Я отворачиваюсь к стене – я не в том настроении, чтобы выслушивать народную мудрость и пустые заверения. Врачеватель какое-то время ждет, затем до него доходит, что больше я не хочу говорить.

– Я оставлю на тумбочке снадобье, которое ослабит боль, – говорит он и, неловко погладив меня по спине, уходит, закрыв за собой дверь.

Я выпиваю лекарство залпом, и у меня становится горько во рту. Я откидываюсь на подушки и жду, когда боль пройдет. Но она не проходит.

Я пытаюсь заснуть, но мои попытки тщетны. Всякий раз, едва начав дремать, я резко вскидываюсь, тяжело дыша. Как будто мой мозг понимает, что сон – это опасный когтистый зверь. И что с пробуждением мои кошмары никуда не уйдут.

Раздается тихий стук в дверь, и в комнату заглядывает Эйми. Я украла у нее ее спальню, ее кровать, ее покой.

– Я могу войти?

– Конечно.

Она садится на край кровати.

– Тебе лучше?

Я пожимаю плечами. Действие снадобья начинает ослабевать, мое сознание проясняется, и от этого мне становится совсем худо.

– Верховный совет отправил к нам группу расследователей, – делится последними новостями Эйми, – и Лэтама ищут Гвардейцы. Я подумала, что ты захочешь это узнать.

– Они его не найдут.

Она хмурится.

– А может, и найдут.

Но она ошибается.
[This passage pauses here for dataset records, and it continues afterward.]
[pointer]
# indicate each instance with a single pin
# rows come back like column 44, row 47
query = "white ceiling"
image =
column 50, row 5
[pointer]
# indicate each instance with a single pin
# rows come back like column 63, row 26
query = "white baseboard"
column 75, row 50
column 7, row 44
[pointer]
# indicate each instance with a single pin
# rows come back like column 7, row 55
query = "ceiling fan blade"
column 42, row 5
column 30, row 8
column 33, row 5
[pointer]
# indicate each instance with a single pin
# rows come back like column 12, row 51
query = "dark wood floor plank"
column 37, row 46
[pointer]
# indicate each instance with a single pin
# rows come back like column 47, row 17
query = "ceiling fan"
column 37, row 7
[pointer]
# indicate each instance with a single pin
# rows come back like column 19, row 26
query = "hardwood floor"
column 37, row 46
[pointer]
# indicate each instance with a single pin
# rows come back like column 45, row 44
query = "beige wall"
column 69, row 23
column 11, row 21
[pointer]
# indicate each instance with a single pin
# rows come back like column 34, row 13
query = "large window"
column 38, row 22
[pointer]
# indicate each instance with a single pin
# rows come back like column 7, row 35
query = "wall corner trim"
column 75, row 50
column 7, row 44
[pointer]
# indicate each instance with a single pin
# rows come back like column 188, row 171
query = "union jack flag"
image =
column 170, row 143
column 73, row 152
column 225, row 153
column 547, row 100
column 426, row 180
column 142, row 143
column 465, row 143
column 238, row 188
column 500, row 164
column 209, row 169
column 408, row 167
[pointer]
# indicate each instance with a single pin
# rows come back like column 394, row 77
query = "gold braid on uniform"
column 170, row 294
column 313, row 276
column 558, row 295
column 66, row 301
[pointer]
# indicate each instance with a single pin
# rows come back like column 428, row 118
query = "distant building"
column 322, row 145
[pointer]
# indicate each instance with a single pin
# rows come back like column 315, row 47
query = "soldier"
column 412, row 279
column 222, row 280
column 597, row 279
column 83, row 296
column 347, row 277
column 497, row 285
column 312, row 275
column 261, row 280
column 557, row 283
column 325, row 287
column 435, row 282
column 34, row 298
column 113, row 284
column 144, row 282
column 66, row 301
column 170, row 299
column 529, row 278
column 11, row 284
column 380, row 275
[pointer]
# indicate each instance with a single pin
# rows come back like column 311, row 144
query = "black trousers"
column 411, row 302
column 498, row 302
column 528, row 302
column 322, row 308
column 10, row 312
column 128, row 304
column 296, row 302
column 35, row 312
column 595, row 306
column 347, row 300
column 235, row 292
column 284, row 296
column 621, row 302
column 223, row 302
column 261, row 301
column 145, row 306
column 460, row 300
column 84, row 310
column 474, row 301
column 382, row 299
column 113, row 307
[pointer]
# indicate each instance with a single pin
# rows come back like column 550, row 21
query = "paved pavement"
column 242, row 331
Он сумел ограбить костницу, несмотря на то что вход в нее охраняли Гвардейцы. Несмотря на патрулирующих вокруг нее животных, которых контролировали Хранители. Так что его магия явно мощнее, чем то, что есть у них.

* * *

Через шторы просачивается свет занимающегося дня. Все это время часы казались мне долгими, как дни, а дни тянулись, как месяцы. Странное дело – время течет сразу и слишком медленно, и слишком быстро. Поверить не могу, что после смерти матушки прошла уже почти неделя. Но у меня такое чувство, будто теперь она далеко-далеко, будто мы с ней не виделись целый год.

И я никак не могу заставить себя вернуться в наш дом.